Hanno il viso ricurvo sul maxi schermo del cellulare, trattano, calcolano, scattano. I negozi del centro storico li coccolano. Senza di loro molti avrebbero chiuso. Da Pinko in via Frattina lo giurano: “Per fortuna ci sono i cinesi, i russi sono quasi scomparsi. Abbiamo venti loyal (i clienti fedeli, ndr), ognuno ci fa visita almeno due volte alla settimana, spendono dai 1500 euro fino ai 9mila a botta”. Alcuni intestano il tax free (applicato ai turisti in aeroporto) a terzi per racimolare qualche soldo in più. In genere trovano sempre un modo per evitare di accollarsi le spese del pacco. “Siamo in troppi, da gennaio è salita la concorrenza – dice Jiang con accento romano –. Io sto aiutando un’amica per imparare, anche se non mi vuole rivelare quanti clienti ha. Parliamo poco tra di noi, non ci fidiamo mai. Comunque si guadagna bene. È il mio nuovo mestiere”.
Una commessa ci mostra un giubbino di paillettes blu elettrico: “Questo lo adorano perché una star cinese una volta l’ha indossato”. Poi apre una maglietta con l’icona di Paperino. “Impazziscono per questa. Una studentessa cinese ne ha comprate 70”. La commessa ci racconta che per andare incontro alle loro richieste ha scaricato l’app Wechat. Ma è inutile, “non vogliono avere altri intermediari, vengono direttamente in negozio”. Nelle università italiane il numero di studenti cinesi è schizzato. Stando alla stima di Almalaurea, nel 2004 quelli laureati erano 16, dieci anni dopo 747. Tanto per dire, all’Accademia di Belle arti di Roma, nel 2009 non c’erano iscritti cinesi, oggi invece sono 600.

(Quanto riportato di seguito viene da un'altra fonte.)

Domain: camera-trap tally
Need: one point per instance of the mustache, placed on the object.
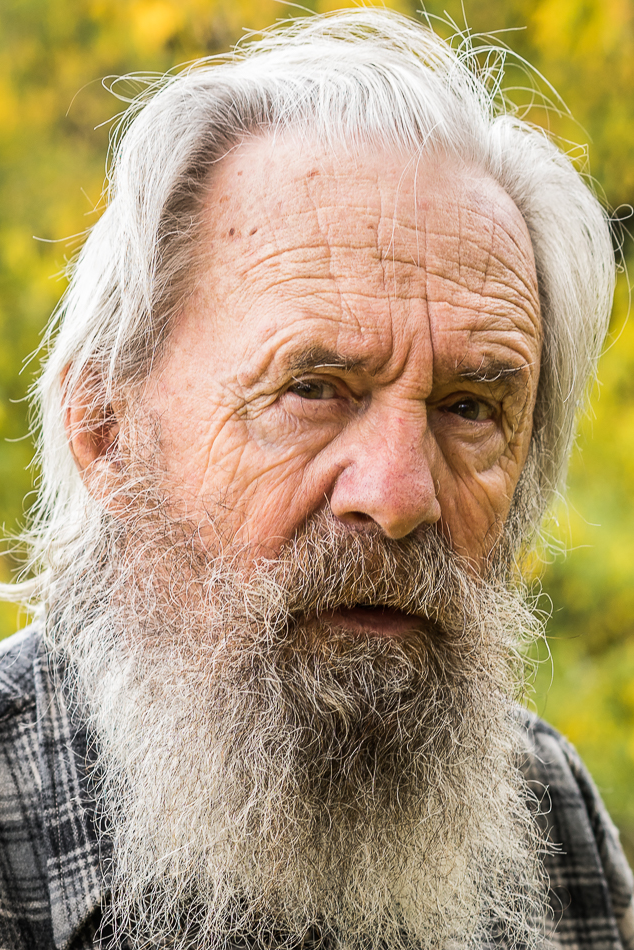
(329, 566)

Vitali per l’economia del Paese anche i turisti della Repubblica popolare. Secondo i dati Global blu, da gennaio ad aprile i loro acquisti sono cresciuti del 50%. Mentre quelli dei russi si sono dimezzati a causa dell’indebolimento del rublo, dell’embargo e della guerra in Ucraina. Dal 2014 quella cinese è la nazionalità top spender (31% del mercato) con 980 euro di scontrino medio. Lasciandosi alle spalle Russia (14%) e America (5%). Si concentrano a Milano (con il 35% delle spese), tra via Montenapoleone e piazza Duomo; a Roma (20%), in via Condotti e via del Babuino; e Firenze (9%). Pagano con Unionpay, l’unica carta di credito autorizzata dal governo cinese.